Associates in Advocacy now has two sites on the internet. Our primary help site is at http://www.aiateam.org/. There AIA seeks to offer aid to troubled pastors, mainly those who face complaints and whose careers are on the line.

Help is also available to their advocates, their caregivers, Cabinets, and others trying to work in that context.

This site will be a blog. On it we will address issues and events that come up.

We have a point of view about ministry, personnel work, and authority. We intend to take the following very seriously:


Some of our denomination's personnel practices have real merit. Some are deeply flawed. To tell the difference, we go to these criteria to help us know the difference.

We also have a vision of what constitutes healthy leadership and authority.
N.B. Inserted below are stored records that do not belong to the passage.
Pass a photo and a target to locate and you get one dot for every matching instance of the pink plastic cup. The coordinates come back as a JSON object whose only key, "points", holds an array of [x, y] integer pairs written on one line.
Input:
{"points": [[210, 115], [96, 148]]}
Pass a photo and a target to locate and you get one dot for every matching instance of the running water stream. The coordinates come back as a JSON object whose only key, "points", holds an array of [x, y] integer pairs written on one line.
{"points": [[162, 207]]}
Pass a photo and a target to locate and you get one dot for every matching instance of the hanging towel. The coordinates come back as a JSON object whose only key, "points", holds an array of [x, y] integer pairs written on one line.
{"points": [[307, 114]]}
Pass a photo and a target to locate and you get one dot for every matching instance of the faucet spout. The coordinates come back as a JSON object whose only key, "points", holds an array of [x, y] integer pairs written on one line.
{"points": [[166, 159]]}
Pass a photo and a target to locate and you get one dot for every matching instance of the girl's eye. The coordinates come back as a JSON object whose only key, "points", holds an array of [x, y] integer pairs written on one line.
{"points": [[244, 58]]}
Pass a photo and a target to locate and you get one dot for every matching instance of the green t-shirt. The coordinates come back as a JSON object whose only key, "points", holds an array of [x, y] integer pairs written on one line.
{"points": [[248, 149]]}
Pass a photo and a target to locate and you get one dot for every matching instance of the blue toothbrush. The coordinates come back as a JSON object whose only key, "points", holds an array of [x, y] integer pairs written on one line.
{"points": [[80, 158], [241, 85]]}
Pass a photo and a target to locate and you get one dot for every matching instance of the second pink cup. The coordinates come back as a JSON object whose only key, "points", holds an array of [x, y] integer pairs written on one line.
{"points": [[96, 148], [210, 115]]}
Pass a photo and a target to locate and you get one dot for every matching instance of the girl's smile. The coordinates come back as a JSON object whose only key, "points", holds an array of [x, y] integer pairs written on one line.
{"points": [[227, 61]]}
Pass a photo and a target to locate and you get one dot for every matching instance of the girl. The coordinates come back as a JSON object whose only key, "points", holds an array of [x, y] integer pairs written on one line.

We believe it is in line with Scripture, up-to-date managerial practice, and law.

To our great sadness, some pastors who become part of the hierarchy of the church, particularly the Cabinet, have a vision based on their being in control as "kings of the hill," not accountable to anyone and not responsible to follow the Discipline or our faith and practice. They do not see that THE GOLDEN RULE applies to what they do.

If you are reading this, the chances are you are not that way. We hope what we say and do exemplify our own best vision and will help you fulfill yours. But we cannot just leave arrogance, incompetence, and ignorance to flourish. All of us have the responsibility to minimize those in our system.

We join you in fulfilling our individual vow of expecting to be perfect in love in this life and applying that vow to our corporate life in the United Methodist Church.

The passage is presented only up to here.